In 2002, Peter Filichia from Theater Mania contended that the play's original production helped inspire the 1969 Stonewall riots and gay rights movement.

After gays saw The Boys in the Band, they no longer would settle for thinking of themselves as pathetic and wouldn't be perceived as such any longer. Now that [characters] had brought their feelings out of the closet, this new generation would dare to be different. And, just as some whites' view of blacks changed after seeing A Raisin in the Sun, so too did the outlook of many straights after they caught The Boys in the Band. Some whom I personally know felt terrible and–I saw this happen!–actually changed the way they treated gays.

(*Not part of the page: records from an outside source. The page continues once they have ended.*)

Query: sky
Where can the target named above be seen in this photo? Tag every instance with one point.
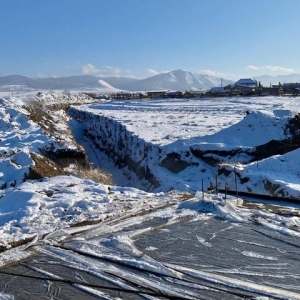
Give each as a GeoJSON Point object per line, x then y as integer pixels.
{"type": "Point", "coordinates": [138, 39]}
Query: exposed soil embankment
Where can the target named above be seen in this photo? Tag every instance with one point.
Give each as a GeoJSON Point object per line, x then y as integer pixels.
{"type": "Point", "coordinates": [127, 150]}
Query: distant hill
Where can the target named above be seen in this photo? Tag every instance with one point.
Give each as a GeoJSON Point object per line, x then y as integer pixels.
{"type": "Point", "coordinates": [266, 80]}
{"type": "Point", "coordinates": [178, 80]}
{"type": "Point", "coordinates": [61, 83]}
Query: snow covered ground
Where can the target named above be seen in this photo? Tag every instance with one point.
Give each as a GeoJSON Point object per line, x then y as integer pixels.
{"type": "Point", "coordinates": [49, 212]}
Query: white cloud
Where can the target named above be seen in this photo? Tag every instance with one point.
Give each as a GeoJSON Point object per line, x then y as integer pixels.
{"type": "Point", "coordinates": [219, 74]}
{"type": "Point", "coordinates": [90, 69]}
{"type": "Point", "coordinates": [276, 69]}
{"type": "Point", "coordinates": [152, 72]}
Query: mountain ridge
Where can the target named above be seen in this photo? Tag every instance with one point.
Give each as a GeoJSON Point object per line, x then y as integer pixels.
{"type": "Point", "coordinates": [178, 80]}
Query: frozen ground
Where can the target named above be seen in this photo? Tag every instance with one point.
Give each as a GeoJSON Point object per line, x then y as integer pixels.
{"type": "Point", "coordinates": [151, 242]}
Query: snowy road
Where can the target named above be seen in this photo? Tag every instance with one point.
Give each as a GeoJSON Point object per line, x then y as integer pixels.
{"type": "Point", "coordinates": [171, 253]}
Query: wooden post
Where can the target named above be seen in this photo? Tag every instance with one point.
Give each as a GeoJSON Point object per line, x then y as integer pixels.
{"type": "Point", "coordinates": [235, 179]}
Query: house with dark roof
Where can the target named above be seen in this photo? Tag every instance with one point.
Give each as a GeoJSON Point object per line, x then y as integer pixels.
{"type": "Point", "coordinates": [248, 82]}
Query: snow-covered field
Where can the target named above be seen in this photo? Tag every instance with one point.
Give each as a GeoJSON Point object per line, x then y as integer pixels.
{"type": "Point", "coordinates": [42, 212]}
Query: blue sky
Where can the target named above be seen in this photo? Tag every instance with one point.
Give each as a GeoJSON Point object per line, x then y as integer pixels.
{"type": "Point", "coordinates": [141, 38]}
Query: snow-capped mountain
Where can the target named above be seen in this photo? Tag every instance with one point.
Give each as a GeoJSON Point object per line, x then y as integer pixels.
{"type": "Point", "coordinates": [178, 80]}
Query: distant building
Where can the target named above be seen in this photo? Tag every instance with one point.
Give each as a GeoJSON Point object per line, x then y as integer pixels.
{"type": "Point", "coordinates": [157, 94]}
{"type": "Point", "coordinates": [217, 89]}
{"type": "Point", "coordinates": [246, 82]}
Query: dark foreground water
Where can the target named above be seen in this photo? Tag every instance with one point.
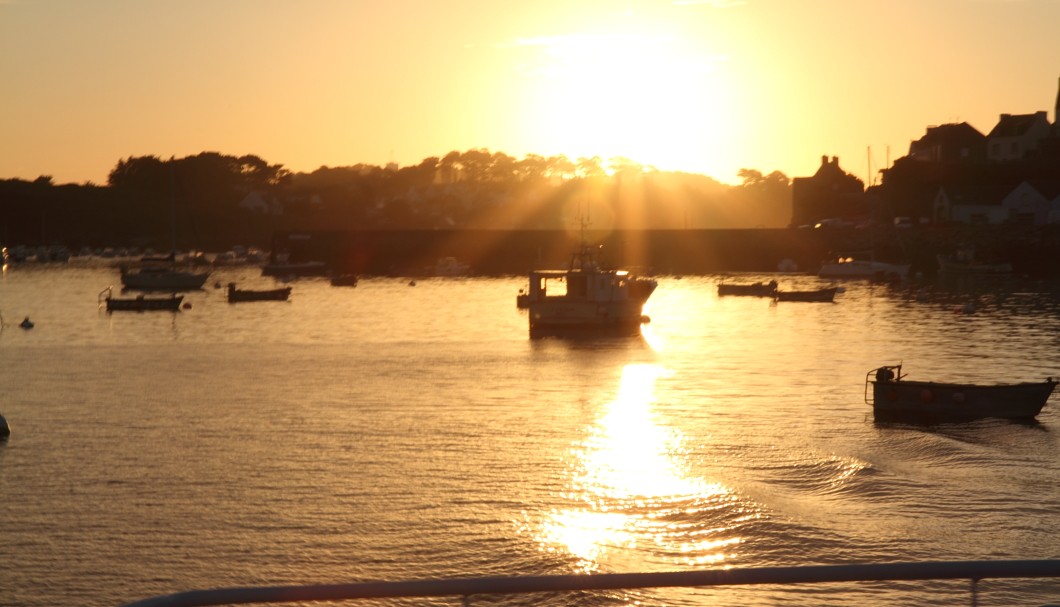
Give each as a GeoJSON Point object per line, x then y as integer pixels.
{"type": "Point", "coordinates": [389, 432]}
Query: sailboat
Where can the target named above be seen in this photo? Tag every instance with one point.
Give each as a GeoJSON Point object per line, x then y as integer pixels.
{"type": "Point", "coordinates": [164, 273]}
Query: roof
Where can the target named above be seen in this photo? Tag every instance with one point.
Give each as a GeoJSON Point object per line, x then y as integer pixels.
{"type": "Point", "coordinates": [1017, 125]}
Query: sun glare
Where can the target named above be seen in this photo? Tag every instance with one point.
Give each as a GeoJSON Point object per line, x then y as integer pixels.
{"type": "Point", "coordinates": [653, 97]}
{"type": "Point", "coordinates": [629, 484]}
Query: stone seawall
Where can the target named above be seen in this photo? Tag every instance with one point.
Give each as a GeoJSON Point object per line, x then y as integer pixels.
{"type": "Point", "coordinates": [409, 253]}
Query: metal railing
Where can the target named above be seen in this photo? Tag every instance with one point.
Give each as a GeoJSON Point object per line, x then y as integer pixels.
{"type": "Point", "coordinates": [465, 588]}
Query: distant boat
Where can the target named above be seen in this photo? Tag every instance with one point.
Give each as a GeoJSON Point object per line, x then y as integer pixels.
{"type": "Point", "coordinates": [964, 262]}
{"type": "Point", "coordinates": [282, 266]}
{"type": "Point", "coordinates": [595, 300]}
{"type": "Point", "coordinates": [895, 397]}
{"type": "Point", "coordinates": [848, 267]}
{"type": "Point", "coordinates": [448, 267]}
{"type": "Point", "coordinates": [758, 289]}
{"type": "Point", "coordinates": [825, 296]}
{"type": "Point", "coordinates": [162, 274]}
{"type": "Point", "coordinates": [140, 303]}
{"type": "Point", "coordinates": [236, 295]}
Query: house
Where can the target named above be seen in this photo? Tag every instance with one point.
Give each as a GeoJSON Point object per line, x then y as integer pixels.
{"type": "Point", "coordinates": [950, 143]}
{"type": "Point", "coordinates": [1035, 202]}
{"type": "Point", "coordinates": [1017, 136]}
{"type": "Point", "coordinates": [829, 193]}
{"type": "Point", "coordinates": [970, 204]}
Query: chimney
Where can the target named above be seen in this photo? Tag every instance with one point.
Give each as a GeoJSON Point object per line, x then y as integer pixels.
{"type": "Point", "coordinates": [1056, 110]}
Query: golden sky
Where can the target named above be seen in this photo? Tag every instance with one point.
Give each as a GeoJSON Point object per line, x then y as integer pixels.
{"type": "Point", "coordinates": [703, 86]}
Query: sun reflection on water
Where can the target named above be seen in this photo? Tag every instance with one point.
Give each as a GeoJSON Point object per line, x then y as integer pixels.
{"type": "Point", "coordinates": [632, 496]}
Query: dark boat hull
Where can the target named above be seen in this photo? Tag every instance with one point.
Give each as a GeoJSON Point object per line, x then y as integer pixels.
{"type": "Point", "coordinates": [930, 400]}
{"type": "Point", "coordinates": [237, 296]}
{"type": "Point", "coordinates": [144, 304]}
{"type": "Point", "coordinates": [757, 289]}
{"type": "Point", "coordinates": [825, 296]}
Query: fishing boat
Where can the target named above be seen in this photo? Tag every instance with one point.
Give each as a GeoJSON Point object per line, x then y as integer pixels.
{"type": "Point", "coordinates": [826, 295]}
{"type": "Point", "coordinates": [849, 267]}
{"type": "Point", "coordinates": [140, 303]}
{"type": "Point", "coordinates": [895, 397]}
{"type": "Point", "coordinates": [585, 299]}
{"type": "Point", "coordinates": [448, 267]}
{"type": "Point", "coordinates": [237, 295]}
{"type": "Point", "coordinates": [343, 281]}
{"type": "Point", "coordinates": [965, 262]}
{"type": "Point", "coordinates": [282, 265]}
{"type": "Point", "coordinates": [162, 274]}
{"type": "Point", "coordinates": [757, 289]}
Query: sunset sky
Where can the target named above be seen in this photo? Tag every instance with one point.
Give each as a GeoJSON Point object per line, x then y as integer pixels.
{"type": "Point", "coordinates": [703, 86]}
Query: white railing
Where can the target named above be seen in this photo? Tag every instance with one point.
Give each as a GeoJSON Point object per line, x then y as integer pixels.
{"type": "Point", "coordinates": [465, 588]}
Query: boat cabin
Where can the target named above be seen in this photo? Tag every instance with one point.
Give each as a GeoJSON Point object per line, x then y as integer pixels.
{"type": "Point", "coordinates": [594, 286]}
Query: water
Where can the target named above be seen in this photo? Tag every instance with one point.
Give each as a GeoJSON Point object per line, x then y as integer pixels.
{"type": "Point", "coordinates": [391, 432]}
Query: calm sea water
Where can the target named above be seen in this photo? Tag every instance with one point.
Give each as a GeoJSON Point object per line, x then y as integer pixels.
{"type": "Point", "coordinates": [390, 432]}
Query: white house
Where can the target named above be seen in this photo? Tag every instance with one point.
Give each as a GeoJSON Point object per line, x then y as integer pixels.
{"type": "Point", "coordinates": [1034, 202]}
{"type": "Point", "coordinates": [968, 206]}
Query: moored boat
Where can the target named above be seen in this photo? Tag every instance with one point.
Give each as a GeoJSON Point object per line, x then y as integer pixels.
{"type": "Point", "coordinates": [965, 262]}
{"type": "Point", "coordinates": [237, 295]}
{"type": "Point", "coordinates": [162, 273]}
{"type": "Point", "coordinates": [594, 301]}
{"type": "Point", "coordinates": [895, 397]}
{"type": "Point", "coordinates": [757, 289]}
{"type": "Point", "coordinates": [826, 296]}
{"type": "Point", "coordinates": [848, 267]}
{"type": "Point", "coordinates": [140, 303]}
{"type": "Point", "coordinates": [343, 281]}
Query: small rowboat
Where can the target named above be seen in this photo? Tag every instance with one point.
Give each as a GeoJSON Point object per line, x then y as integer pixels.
{"type": "Point", "coordinates": [895, 397]}
{"type": "Point", "coordinates": [758, 289]}
{"type": "Point", "coordinates": [236, 295]}
{"type": "Point", "coordinates": [139, 303]}
{"type": "Point", "coordinates": [826, 296]}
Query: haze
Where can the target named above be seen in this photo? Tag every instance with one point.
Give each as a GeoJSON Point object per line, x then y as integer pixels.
{"type": "Point", "coordinates": [705, 87]}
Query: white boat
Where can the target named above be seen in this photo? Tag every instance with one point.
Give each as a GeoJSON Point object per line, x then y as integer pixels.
{"type": "Point", "coordinates": [585, 299]}
{"type": "Point", "coordinates": [851, 268]}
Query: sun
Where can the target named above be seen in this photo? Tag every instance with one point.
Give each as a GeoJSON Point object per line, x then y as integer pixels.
{"type": "Point", "coordinates": [653, 96]}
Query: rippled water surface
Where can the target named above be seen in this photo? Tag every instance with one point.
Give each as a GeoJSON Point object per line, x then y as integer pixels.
{"type": "Point", "coordinates": [392, 431]}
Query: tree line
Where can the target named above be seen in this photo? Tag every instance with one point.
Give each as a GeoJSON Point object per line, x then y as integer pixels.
{"type": "Point", "coordinates": [212, 200]}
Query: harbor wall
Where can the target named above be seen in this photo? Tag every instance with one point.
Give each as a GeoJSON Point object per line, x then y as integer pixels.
{"type": "Point", "coordinates": [1032, 250]}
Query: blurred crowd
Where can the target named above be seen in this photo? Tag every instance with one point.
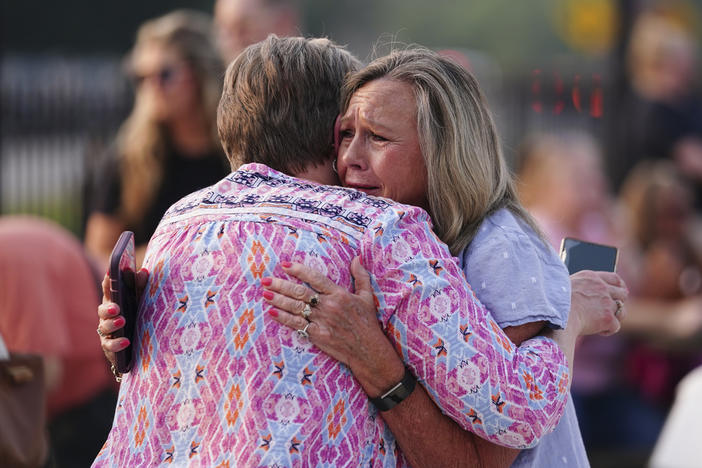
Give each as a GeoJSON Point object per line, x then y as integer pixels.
{"type": "Point", "coordinates": [641, 192]}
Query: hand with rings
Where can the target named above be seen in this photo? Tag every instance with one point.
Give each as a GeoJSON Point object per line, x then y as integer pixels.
{"type": "Point", "coordinates": [597, 301]}
{"type": "Point", "coordinates": [341, 323]}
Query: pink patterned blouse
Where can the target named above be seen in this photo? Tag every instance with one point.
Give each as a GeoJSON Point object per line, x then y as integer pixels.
{"type": "Point", "coordinates": [217, 382]}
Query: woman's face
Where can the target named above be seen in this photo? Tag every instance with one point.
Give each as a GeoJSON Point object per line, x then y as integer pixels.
{"type": "Point", "coordinates": [164, 82]}
{"type": "Point", "coordinates": [379, 150]}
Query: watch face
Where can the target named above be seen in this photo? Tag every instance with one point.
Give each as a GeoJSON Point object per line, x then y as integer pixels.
{"type": "Point", "coordinates": [396, 394]}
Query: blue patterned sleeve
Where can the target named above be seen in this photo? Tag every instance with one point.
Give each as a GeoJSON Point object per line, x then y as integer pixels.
{"type": "Point", "coordinates": [508, 395]}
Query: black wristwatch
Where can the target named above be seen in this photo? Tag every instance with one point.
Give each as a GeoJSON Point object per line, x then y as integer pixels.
{"type": "Point", "coordinates": [397, 393]}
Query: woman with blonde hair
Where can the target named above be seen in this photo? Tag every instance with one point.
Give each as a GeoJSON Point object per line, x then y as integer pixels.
{"type": "Point", "coordinates": [415, 127]}
{"type": "Point", "coordinates": [168, 146]}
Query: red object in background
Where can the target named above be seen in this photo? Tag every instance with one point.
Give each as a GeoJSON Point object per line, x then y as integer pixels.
{"type": "Point", "coordinates": [558, 85]}
{"type": "Point", "coordinates": [536, 104]}
{"type": "Point", "coordinates": [576, 94]}
{"type": "Point", "coordinates": [596, 98]}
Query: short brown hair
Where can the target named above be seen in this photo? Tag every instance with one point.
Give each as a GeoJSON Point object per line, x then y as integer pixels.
{"type": "Point", "coordinates": [279, 102]}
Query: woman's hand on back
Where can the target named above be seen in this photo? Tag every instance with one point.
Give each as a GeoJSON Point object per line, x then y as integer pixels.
{"type": "Point", "coordinates": [597, 300]}
{"type": "Point", "coordinates": [342, 324]}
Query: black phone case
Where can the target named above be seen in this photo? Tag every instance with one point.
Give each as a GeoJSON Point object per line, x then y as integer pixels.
{"type": "Point", "coordinates": [123, 293]}
{"type": "Point", "coordinates": [582, 255]}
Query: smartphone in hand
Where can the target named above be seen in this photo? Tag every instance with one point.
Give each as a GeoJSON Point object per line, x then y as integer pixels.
{"type": "Point", "coordinates": [123, 293]}
{"type": "Point", "coordinates": [581, 255]}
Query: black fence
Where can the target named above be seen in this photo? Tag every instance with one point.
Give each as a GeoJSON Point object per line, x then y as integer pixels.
{"type": "Point", "coordinates": [59, 114]}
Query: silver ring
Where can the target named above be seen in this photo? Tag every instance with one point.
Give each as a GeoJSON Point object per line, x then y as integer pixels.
{"type": "Point", "coordinates": [303, 331]}
{"type": "Point", "coordinates": [314, 300]}
{"type": "Point", "coordinates": [620, 306]}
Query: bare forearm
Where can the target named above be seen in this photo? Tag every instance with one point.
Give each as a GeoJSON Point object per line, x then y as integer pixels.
{"type": "Point", "coordinates": [437, 440]}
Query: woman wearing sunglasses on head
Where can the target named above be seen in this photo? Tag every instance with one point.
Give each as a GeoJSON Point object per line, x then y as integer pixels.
{"type": "Point", "coordinates": [168, 146]}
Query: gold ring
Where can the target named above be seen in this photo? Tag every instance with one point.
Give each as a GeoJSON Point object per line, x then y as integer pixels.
{"type": "Point", "coordinates": [620, 306]}
{"type": "Point", "coordinates": [314, 300]}
{"type": "Point", "coordinates": [303, 331]}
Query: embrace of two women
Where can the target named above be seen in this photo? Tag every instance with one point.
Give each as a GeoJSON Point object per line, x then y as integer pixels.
{"type": "Point", "coordinates": [386, 356]}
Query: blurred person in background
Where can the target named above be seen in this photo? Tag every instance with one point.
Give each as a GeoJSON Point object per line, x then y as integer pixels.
{"type": "Point", "coordinates": [168, 146]}
{"type": "Point", "coordinates": [47, 304]}
{"type": "Point", "coordinates": [659, 114]}
{"type": "Point", "coordinates": [562, 183]}
{"type": "Point", "coordinates": [240, 23]}
{"type": "Point", "coordinates": [665, 245]}
{"type": "Point", "coordinates": [678, 445]}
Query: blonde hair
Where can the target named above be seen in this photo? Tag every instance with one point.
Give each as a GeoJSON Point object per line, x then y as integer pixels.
{"type": "Point", "coordinates": [468, 177]}
{"type": "Point", "coordinates": [141, 141]}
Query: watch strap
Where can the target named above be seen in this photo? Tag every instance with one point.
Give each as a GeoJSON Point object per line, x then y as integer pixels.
{"type": "Point", "coordinates": [397, 393]}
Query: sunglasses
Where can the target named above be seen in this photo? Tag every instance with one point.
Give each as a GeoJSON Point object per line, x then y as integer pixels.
{"type": "Point", "coordinates": [164, 77]}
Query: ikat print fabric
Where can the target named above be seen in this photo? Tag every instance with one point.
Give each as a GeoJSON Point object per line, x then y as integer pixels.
{"type": "Point", "coordinates": [217, 382]}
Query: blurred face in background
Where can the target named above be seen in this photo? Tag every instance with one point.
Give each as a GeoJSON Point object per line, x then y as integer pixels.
{"type": "Point", "coordinates": [165, 84]}
{"type": "Point", "coordinates": [379, 151]}
{"type": "Point", "coordinates": [240, 23]}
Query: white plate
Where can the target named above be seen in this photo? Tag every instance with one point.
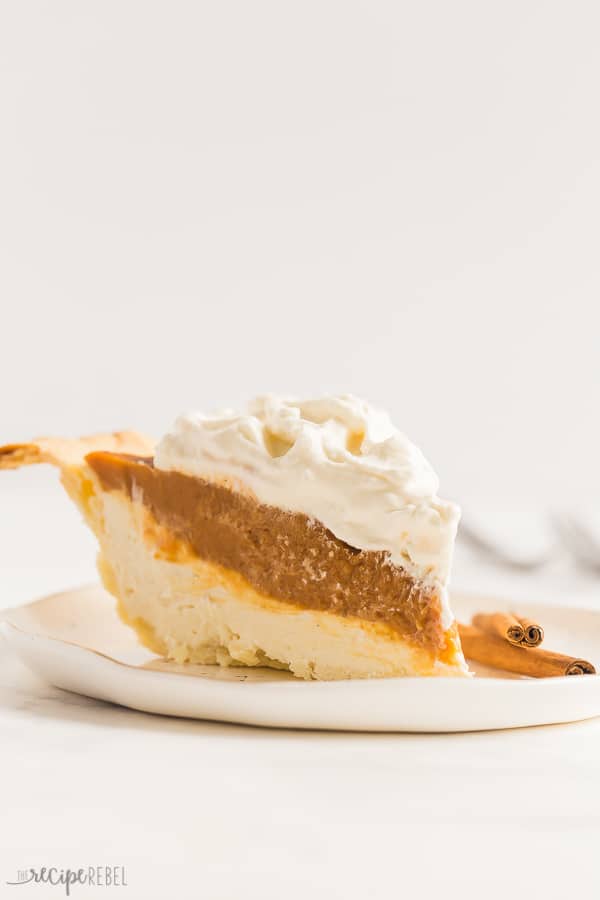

In 2004, David Anthony Fox from Philadelphia City Paper praised this play, its one-liners, and its live performance in Philadelphia. He rebutted criticism that the play portrayed "urban gay men as narcissistic, bitter, shallow".

In 2010, Elyse Summer in her review for CurtainUp called it a "smart gimmick" full of dated "self-homophobic, low self-esteem characters". In the same year, Steve Weinstein from the Edge website called it "Shakespearean".

==Awards and nominations==

| Year | Award | Category | Nominee | Result | Ref. |
| 1968 | Obie Award | Distinguished Performance by an Actor (8 awarded) | Cliff Gorman | Won |  |
| 1997 | Obie Award | Distinguished Performance (11 awarded) | David Greenspan | Won |  |
| 2017 | WhatsOnStage Awards | Best Play Revival | The Boys in the Band | Nominated |  |
| Best Off West End Production | The Boys in the Band | Nominated |
| Best Actor in a Play | Ian Hallard | Nominated |
| 2019 | Broadway.com Audience Awards | Favorite Featured Actor in a Play | Matt Bomer | Nominated |  |
| Favorite Breakthrough Performance (Male) | Charlie Carver | Nominated |
| 2019 | Tony Awards | Best Revival of a Play | The Boys in the Band | Won |  |
| Best Featured Actor in a Play | Robin de Jesús | Nominated |  |

==Sequel==
In 2002, Crowley wrote The Men from the Boys, a sequel to the play, which takes place 30 years after the original. It premiered in San Francisco in 2002, directed by Ed Decker, and was produced in Los Angeles in 2003.

==Film adaptations==

The play was adapted into a feature film by Cinema Center Films in 1970, directed by William Friedkin.

Ryan Murphy produced a second film adaptation for Netflix with the 2018 Broadway revival cast and Joe Mantello directing.